The manner in which the inventive apparatus or method proceeds is based on a linear scanning of the specimen, as opposed to known classical approaches which are based on rotations of either the sample or the illumination beam, which are based on the illumination with plane waves, which orientation is successively modified in order to acquire angular information. On the contrary, the inventive apparatus or method relies on a specially shaped illumination, which provides straightforwardly an angular distribution in the illumination of the specimen. The specimen can thus be linearly scanned in the object plane in order to acquire the data set enabling tomographic reconstruction, where the different positions directly possess the information on various angles for the incoming wave vectors. As the standard methods for tomographic reconstruction are typically assuming a plane illumination, the proposed approach requires a dedicated reconstruction method, which takes into account the wave profile employed for illumination, either by pre-processing the measured information to enable its use through standard methods, or by employing specific methods directly considering the particular engineered illumination employed. As for standard methods, the proposed approach based on a specially engineered illumination called structured wavefront and linear scanning can be employed through a so-called projection formalism, in which a real measurement of either the amplitude or the phase of the wave having interacted with the specimen can provide the three-dimensional distribution of respectively the absorption or the refractive index of the specimen. It is also possible to employ more general formalisms considering the diffraction theory, in which case a measurement of the full information of the wave (amplitude and phase) is required for tomographic reconstruction of the three-dimensional dielectric information of the specimen.
The theoretical foundations for tomography based on coherent imaging were proposed at the end of the sixties by Wolf and then Dändliker et al. (Wolf, 1969; Dändliker and Weiss, 1970). These seminal publications stated the relations between multiple frames acquired in various conditions—such as different illumination angles or different monochromatic wavelengths—and the information they provide on the three-dimensional volume, based on a diffraction formalism. In order to enable an analytical representation of the problem, one has usually to resort to an approximation of diffraction at first order, chosen either as the Born or as the Rytov approximations, as described for example in Born and Wolf, 1999.
The problem of resolving the integrated information along the optical axis in microscopy has been addressed in many various ways in the last decades, through typically different implementations enabling sectioning along the optical axis. One of the most widely known methods enabling sectioning is confocal microscopy, where the out-of-focus information is discarded before acquisition. While this type of methods enable 3D imaging in microscopy, they rely on principles of optical sectioning, which are not directly related to the approach of the proposed method. The sectioning typically requires the detection of a small 3D volume coupled with scanning procedures to recover the 3D information. Another widely known approach is the optical coherence tomography (OCT). As its name indicates, it is based on the exploitation of coherence properties of the light source with an interferometric detection scheme. OCT methods are based typically on reflection measurements, and rely on the spectral bandwidth of coherent light to generate an optical sectioning effect.
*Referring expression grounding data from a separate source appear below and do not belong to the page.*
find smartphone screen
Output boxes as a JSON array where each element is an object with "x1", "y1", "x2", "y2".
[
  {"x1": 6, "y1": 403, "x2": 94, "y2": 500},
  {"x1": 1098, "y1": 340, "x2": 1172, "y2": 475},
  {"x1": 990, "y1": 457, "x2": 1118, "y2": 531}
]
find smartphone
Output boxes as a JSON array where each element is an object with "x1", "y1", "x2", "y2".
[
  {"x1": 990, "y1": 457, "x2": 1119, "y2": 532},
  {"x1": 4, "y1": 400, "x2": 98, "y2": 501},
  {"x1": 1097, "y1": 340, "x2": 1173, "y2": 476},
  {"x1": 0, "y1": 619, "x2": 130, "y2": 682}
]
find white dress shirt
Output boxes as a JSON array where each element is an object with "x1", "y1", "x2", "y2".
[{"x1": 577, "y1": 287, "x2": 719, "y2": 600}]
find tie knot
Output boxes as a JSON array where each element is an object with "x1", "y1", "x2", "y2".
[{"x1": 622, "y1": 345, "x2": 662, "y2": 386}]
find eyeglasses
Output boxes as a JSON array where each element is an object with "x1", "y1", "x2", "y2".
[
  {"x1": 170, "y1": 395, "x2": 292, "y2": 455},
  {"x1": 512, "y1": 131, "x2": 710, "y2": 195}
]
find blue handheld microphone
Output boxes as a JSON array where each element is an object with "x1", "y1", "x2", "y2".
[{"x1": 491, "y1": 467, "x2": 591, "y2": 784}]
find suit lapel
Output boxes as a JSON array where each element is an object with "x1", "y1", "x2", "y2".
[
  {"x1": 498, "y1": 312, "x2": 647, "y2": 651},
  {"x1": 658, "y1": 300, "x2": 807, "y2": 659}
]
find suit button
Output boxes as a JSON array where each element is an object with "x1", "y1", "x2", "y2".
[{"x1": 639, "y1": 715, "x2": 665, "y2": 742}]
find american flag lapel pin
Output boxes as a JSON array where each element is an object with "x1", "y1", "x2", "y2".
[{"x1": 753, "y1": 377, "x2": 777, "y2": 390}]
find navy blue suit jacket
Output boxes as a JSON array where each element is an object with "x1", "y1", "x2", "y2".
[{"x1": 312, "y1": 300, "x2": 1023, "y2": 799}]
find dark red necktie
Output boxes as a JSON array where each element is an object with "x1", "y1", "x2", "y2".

On the contrary of these known three-dimensional imaging methods, which are based on a sectioning property at detection, the proposed approach relies on the full-field detection of wave fields scattered by the specimen illuminated at various angles, which can be combined at post-processing stage in order to synthetically reconstruct the three-dimensional information. In this context, the first reconstruction methods proposed for practical applications were based on computer tomography (CT)—commonly called straight ray tomography—thus neglecting diffraction (Kak and Slaney, 1987). The use of this type of algorithm was justified by their extensive use for CT applications. Similar methods taking into account light diffraction were also proposed (Devaney, 1982).
In the context of microscopy, two main approaches were explored for acquisition of data based on angular scanning, consisting either in rotating the object, or to scan the beam around the object. These two methods were explored in various studies (Noda et al., 1992; Lauer, 1998; Lauer, 1999), and lead to different reconstruction resolutions. The two methods however rely always on the fundamental approach proposed in the sixties, and thus always require planar waves for illumination. Recently, various applications could be demonstrated with these methods, leading to high resolution with both the object rotation (Charrière et al., OL, 2006; Charrière et al., OX, 2006) and with the beam scanning (Choi, 2007; Debailleul, 2008; Sung, 2009).